Le vide de gouvernance à Gaza est un autre défi majeur. Les États-Unis soutiennent la création d'un comité de gestion intérimaire composé de technocrates, avec Ali Shaas nommé à sa tête. Cependant, ce comité manque d'une base de soutien populaire, et alors que le Hamas conserve un contrôle réel et un soutien public, son autorité et sa capacité d'exécution sont douteuses. Ses perspectives de marginaliser progressivement le Hamas tout en fournissant des services essentiels et en coordonnant la reconstruction ne sont pas optimistes.
La concurrence des puissances régionales pourrait éroder tout accord fragile. La Turquie, le Qatar, l'Égypte, l'Arabie saoudite, les Émirats arabes unis et d'autres pays ont des intérêts et des alliances différents concernant la question de Gaza. Les États-Unis tentent d'intégrer les différentes parties par le biais d'une commission de paix, mais la représentativité même de cette commission a suscité des controverses (Israël était absent lors de la cérémonie de sa création). En l'absence d'un processus politique inclusif, la lutte des puissances extérieures pour Gaza pourrait se reproduire sous la forme d'une concurrence par procuration ou d'un partage d'influence.
La politique intérieure israélienne est l'une des plus grandes variables. Le gouvernement de Netanyahou subit des pressions de la part de ses partenaires de coalition d'extrême droite, qui s'opposent à toute concession envers le Hamas. Les revendications des familles des otages possèdent un puissant appel moral. Quant aux pressions de l'administration Trump, elles concernent les relations d'alliance stratégique. Netanyahou doit marcher sur une corde raide entre ces forces contradictoires. Toute action perçue comme un signe de faiblesse en matière de sécurité ou concernant les otages pourrait mettre en péril sa coalition au pouvoir.
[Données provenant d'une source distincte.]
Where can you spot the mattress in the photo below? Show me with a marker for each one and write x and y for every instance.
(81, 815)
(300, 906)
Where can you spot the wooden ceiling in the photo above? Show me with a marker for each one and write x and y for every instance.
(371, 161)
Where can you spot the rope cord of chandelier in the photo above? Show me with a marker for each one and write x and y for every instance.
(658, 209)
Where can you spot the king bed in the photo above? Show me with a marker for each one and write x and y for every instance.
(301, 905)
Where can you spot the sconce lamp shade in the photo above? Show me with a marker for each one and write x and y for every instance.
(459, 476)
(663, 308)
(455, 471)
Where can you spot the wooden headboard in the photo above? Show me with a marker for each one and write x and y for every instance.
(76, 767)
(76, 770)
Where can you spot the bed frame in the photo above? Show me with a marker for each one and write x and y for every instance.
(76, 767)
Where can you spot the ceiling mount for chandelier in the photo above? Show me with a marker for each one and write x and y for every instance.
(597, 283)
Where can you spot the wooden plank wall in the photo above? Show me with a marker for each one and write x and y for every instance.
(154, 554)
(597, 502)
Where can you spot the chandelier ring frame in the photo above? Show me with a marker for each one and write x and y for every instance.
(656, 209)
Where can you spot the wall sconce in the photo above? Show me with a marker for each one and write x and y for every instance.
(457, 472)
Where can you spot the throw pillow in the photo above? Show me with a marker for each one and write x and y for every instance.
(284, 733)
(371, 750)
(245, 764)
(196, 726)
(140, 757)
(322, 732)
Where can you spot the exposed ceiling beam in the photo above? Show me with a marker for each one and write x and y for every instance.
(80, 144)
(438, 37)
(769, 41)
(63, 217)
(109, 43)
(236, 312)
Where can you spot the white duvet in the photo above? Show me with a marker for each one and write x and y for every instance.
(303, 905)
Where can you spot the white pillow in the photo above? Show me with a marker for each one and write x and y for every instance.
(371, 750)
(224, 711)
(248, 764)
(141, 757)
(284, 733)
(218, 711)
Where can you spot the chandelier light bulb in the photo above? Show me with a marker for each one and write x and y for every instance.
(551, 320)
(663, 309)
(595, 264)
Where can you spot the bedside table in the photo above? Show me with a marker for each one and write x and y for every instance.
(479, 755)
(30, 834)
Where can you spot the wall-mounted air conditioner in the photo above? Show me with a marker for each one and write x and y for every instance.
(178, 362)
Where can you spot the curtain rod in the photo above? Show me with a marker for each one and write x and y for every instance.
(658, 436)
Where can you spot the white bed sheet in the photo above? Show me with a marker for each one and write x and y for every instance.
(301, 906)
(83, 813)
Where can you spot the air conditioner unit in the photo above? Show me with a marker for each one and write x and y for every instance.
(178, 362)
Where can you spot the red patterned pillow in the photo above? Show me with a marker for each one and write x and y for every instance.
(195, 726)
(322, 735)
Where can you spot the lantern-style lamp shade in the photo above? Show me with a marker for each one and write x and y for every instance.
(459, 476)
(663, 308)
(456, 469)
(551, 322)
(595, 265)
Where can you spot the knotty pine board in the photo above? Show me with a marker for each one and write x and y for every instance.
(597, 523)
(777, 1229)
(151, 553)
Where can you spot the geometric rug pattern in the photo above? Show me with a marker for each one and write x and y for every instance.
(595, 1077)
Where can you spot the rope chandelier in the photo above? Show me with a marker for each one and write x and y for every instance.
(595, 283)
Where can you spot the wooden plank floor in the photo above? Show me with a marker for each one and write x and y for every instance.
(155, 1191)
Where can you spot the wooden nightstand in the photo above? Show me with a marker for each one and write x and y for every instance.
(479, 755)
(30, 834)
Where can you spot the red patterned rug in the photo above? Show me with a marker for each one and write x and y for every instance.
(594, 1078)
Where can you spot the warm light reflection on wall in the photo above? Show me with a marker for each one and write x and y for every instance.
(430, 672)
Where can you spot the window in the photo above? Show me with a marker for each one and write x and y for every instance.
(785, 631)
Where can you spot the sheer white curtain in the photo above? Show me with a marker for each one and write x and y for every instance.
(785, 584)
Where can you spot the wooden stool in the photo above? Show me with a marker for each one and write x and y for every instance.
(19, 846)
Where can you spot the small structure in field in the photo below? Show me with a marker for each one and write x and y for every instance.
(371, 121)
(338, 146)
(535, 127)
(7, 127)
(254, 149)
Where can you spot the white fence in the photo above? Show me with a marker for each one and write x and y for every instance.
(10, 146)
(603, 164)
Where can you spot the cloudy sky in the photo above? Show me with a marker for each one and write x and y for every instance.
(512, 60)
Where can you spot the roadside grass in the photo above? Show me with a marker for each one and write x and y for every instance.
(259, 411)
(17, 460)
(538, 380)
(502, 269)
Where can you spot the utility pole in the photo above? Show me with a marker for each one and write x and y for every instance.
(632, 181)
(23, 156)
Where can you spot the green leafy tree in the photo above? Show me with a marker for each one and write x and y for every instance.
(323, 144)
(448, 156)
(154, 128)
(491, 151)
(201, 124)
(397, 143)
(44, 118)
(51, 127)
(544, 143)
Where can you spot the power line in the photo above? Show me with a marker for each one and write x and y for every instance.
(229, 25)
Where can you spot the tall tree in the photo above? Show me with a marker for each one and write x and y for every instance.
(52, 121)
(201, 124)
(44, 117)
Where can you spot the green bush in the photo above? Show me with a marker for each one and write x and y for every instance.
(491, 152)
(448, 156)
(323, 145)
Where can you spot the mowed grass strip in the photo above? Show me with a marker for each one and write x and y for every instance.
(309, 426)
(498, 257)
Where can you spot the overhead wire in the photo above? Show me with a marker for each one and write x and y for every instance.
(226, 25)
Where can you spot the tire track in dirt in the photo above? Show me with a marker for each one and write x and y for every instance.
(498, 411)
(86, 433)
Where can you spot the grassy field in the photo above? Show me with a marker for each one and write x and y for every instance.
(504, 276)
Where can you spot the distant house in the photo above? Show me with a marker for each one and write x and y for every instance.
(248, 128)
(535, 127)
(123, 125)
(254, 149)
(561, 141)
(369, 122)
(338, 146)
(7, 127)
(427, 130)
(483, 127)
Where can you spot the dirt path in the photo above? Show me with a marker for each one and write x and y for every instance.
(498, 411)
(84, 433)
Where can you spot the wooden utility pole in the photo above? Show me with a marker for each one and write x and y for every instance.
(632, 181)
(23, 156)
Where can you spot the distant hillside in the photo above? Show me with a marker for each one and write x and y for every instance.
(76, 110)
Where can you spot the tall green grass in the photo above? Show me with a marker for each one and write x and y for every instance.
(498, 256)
De plus, d'autres tensions en arrière-plan n'ont pas disparu : Israël a prolongé de 90 jours l'interdiction de la chaîne qatarie Al Jazeera, invoquant des raisons de sécurité nationale ; le directeur de l'aviation civile israélienne a averti les compagnies aériennes étrangères que la région pourrait entrer dans une période plus délicate, évoquant une possible escalade des tensions avec l'Iran ; le siège de l'UNRWA à Jérusalem-Est a été incendié après avoir été saisi et partiellement démoli par les autorités israéliennes, aggravant les relations tendues entre l'ONU et Israël. Ces événements nous rappellent que Gaza n'est qu'une partie du baril de poudre du Moyen-Orient.
L'ouverture du poste frontière de Rafah pourrait offrir un répit aux habitants de Gaza, permettant à davantage d'aides d'entrer et à quelques chanceux de partir. Cependant, d'un point de vue plus large, cela ressemble davantage à une fine couche de glace recouvrant d'anciennes contradictions. Sans solution politique abordant les questions fondamentales telles que le statut politique de Gaza, les frontières finales entre Israël et la Palestine, Jérusalem, le retour des réfugiés, aucun arrangement limité à l'intérieur de Gaza ne pourra être durable. Lorsque les couloirs humanitaires s'ouvrent à nouveau, ce que les gens voient n'est pas seulement l'entrée des camions, mais aussi la longue silhouette d'une région avançant péniblement entre les cicatrices de la guerre, les calculs géopolitiques et l'aspiration à la paix. Les véritables fondations de la paix ne peuvent être établies par l'ouverture ou la fermeture d'un poste frontière.